On the lookout for dogs and rams.

A lot of people kill goannas on the grounds that they eat the eggs and chickens if they can, to which I usually reply "So do we". We don't resent them, and I refuse to kill an animal simply for trying to survive. We lose most of our guinea fowl eggs and all the duck eggs to the goannas, even the occasional chick which strays through the fence, but that is the way of nature. I shed a tear for the mums who lose nests and babies and we move on.
How do you react to goannas?

Tuesday, 2 December 2014

Local insects and animals - Joseph's coat moth

We had a visitor to the laundry this week; a beautiful Joseph's coat moth.
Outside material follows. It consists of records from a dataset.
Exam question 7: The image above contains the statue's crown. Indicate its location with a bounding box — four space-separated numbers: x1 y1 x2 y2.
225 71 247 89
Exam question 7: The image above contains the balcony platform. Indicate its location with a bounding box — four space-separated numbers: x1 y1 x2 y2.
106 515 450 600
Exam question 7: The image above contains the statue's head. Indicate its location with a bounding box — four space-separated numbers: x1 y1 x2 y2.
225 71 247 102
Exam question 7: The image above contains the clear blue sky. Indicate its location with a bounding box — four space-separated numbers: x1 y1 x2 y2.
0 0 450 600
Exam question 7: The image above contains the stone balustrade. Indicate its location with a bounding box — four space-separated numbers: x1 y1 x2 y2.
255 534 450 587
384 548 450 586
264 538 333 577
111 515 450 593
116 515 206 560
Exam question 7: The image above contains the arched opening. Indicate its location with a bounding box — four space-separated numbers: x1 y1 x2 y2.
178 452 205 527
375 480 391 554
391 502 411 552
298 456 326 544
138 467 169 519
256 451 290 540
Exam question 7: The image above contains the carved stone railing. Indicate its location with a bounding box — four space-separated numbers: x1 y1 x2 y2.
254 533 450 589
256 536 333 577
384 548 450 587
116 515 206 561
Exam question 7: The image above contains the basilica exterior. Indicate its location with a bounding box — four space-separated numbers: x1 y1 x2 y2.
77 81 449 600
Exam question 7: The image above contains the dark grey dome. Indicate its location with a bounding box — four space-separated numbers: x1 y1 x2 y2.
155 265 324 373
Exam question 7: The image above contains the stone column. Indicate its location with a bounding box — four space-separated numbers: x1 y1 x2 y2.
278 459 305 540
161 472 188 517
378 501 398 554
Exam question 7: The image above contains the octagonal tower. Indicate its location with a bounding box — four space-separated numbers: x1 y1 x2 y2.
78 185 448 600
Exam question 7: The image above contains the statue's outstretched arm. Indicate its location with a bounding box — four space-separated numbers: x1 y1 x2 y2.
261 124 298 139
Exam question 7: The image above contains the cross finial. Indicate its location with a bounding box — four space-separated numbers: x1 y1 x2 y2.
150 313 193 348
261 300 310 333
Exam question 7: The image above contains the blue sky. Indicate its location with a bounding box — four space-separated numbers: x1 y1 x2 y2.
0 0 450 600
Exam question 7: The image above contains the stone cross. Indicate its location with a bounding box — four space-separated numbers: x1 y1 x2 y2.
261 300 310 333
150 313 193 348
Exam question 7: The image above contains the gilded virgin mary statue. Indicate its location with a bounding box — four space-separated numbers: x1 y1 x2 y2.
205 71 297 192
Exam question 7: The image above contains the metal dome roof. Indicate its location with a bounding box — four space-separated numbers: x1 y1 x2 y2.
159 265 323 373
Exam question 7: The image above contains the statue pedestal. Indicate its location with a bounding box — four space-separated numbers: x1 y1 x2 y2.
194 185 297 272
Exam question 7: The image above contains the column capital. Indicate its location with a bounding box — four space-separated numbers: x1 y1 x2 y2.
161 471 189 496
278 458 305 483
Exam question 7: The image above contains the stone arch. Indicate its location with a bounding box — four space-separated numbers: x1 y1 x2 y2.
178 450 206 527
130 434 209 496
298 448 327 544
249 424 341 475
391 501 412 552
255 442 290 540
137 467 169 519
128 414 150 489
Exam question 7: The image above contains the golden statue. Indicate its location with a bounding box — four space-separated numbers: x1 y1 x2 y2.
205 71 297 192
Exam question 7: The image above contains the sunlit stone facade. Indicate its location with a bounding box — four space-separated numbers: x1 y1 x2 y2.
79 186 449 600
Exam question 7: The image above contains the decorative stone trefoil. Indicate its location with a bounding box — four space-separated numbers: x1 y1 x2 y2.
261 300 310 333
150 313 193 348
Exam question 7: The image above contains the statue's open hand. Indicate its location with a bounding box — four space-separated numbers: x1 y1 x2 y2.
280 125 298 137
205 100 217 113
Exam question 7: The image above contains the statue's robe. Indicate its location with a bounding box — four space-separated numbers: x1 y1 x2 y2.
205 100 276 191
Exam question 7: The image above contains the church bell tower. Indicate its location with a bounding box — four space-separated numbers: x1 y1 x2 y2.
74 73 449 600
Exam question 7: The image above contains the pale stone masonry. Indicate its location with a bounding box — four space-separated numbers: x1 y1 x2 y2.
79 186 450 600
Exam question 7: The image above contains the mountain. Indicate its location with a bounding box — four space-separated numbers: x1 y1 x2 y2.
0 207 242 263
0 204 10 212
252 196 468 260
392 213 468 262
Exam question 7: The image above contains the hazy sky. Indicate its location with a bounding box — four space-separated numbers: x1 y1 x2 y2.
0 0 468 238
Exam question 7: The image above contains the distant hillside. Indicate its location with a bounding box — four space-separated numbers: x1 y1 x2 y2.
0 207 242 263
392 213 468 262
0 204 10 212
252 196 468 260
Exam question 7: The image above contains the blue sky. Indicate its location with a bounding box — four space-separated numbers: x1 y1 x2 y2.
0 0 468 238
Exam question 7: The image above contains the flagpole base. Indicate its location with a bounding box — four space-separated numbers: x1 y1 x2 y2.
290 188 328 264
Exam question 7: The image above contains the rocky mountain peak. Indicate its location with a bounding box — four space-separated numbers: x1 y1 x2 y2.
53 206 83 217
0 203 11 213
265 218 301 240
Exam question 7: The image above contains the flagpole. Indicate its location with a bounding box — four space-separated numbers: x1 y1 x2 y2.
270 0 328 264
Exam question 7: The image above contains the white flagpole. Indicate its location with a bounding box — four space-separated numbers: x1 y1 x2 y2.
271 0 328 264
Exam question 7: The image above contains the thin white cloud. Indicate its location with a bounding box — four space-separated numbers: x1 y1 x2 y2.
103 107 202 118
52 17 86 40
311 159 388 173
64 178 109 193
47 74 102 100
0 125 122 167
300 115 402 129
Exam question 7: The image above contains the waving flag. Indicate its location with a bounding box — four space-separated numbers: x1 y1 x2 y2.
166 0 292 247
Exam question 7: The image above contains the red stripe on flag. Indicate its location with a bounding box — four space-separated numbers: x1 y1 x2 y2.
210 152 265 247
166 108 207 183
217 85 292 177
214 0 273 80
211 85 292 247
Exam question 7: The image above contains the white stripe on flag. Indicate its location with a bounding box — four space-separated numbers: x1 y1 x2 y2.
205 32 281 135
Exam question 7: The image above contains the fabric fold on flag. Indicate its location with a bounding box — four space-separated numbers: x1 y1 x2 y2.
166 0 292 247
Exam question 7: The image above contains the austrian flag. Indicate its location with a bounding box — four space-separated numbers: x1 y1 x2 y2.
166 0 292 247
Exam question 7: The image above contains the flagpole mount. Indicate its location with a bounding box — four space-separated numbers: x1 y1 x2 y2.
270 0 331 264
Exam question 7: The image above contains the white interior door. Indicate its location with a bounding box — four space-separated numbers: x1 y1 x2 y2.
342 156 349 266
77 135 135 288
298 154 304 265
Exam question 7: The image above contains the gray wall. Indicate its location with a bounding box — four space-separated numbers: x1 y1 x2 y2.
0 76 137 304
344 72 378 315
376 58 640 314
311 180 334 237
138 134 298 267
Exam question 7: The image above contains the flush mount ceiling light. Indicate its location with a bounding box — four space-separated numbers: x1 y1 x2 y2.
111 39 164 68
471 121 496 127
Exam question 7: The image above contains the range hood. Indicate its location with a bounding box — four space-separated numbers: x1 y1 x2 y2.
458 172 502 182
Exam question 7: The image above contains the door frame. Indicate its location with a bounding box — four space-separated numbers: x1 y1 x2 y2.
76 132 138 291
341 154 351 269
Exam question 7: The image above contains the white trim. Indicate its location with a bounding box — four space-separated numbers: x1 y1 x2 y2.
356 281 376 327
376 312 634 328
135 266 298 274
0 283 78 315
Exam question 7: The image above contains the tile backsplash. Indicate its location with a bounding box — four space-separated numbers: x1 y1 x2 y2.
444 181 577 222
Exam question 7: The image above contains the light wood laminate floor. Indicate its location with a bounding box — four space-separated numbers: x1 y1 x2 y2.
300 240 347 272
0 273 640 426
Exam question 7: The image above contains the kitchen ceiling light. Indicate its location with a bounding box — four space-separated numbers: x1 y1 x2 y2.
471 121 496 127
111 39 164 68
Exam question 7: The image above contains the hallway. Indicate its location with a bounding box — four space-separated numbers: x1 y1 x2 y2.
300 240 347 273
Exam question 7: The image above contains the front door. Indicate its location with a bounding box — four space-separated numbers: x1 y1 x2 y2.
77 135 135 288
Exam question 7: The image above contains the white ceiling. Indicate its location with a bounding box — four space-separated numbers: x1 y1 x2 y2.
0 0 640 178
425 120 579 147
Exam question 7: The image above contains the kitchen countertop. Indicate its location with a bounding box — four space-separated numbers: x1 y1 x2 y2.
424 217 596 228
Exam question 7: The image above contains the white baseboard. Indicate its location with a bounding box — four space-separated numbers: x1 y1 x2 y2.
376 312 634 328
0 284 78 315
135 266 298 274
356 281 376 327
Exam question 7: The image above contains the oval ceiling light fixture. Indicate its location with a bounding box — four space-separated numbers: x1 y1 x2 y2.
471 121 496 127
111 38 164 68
The flash of fluttering colour caught my eye as I was getting ready to have a shower and I saw that it was a very pretty moth. After taking a few photos, I let her (or him) go outside. Apparently these pretty little moths only lay eggs on plants from the grape family, so I hope he or she finds some.
I love to see these colourful insects around the humpy, not only do they lend an air of festivity to the place, they also assure me that the ecosystem is still essentially healthy as biodiversity = stability.

Have you seen the Joseph's coat moth at your place?